On January 14, the U.S. Court of Appeals for the Sixth Circuit held that mortgage foreclosures are debt collections under the FDCPA. Glazer v. Chase Home Finance LLC, No. 10-3416, 2013 WL 141699 (6th Cir. Jan. 14, 2013). The decision rejects the view held by a majority of district courts, including the district court in this case, that mortgage foreclosures are generally outside the scope of the FDCPA because they are enforcements of a security instrument, not attempts to collect money. In this case, the borrower brought suit alleging that the law firm that attempted to foreclose on his property violated the FDCPA, and the district court dismissed the claim, ruling that foreclosures are not debt collections. In reaching its conclusion, the Sixth Circuit reasoned that “whether an obligation is a ‘debt’ depends not on whether the obligation is secured, but rather upon the purpose for which it was incurred.” The court explained that collecting such a debt can occur through personal solicitation or legal proceedings.
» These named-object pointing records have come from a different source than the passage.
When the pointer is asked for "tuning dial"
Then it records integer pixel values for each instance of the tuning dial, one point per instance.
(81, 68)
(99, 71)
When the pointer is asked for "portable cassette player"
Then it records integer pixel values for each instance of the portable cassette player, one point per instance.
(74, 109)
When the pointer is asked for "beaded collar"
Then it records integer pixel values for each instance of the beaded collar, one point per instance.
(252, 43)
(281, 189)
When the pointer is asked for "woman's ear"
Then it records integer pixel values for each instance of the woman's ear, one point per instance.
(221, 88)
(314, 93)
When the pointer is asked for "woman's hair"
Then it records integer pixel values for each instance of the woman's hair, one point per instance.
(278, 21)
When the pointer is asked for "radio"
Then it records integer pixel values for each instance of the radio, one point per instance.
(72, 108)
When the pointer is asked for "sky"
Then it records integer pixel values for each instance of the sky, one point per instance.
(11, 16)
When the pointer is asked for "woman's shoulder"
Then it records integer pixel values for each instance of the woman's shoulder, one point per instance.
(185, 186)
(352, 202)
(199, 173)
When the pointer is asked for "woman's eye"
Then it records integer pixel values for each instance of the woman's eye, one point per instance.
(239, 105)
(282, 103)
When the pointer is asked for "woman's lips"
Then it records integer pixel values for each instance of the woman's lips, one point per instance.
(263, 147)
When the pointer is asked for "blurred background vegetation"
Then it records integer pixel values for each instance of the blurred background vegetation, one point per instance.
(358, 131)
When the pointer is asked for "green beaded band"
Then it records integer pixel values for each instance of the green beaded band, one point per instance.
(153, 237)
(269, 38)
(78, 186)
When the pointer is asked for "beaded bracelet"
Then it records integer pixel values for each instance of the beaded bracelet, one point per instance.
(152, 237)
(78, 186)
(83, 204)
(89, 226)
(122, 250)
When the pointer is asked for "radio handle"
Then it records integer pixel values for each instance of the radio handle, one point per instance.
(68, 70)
As such, the court held that “every mortgage foreclosure, judicial or otherwise, is undertaken for the very purpose of obtaining payment on the underlying debt,” and, therefore, every mortgage foreclosure is a debt collection. Further, the court held that lawyers who meet the general definition of “debt collector” must comply with the FDCPA when engaged in a mortgage foreclosure. The Sixth Circuit reversed the district court’s dismissal and remanded the case for further proceedings.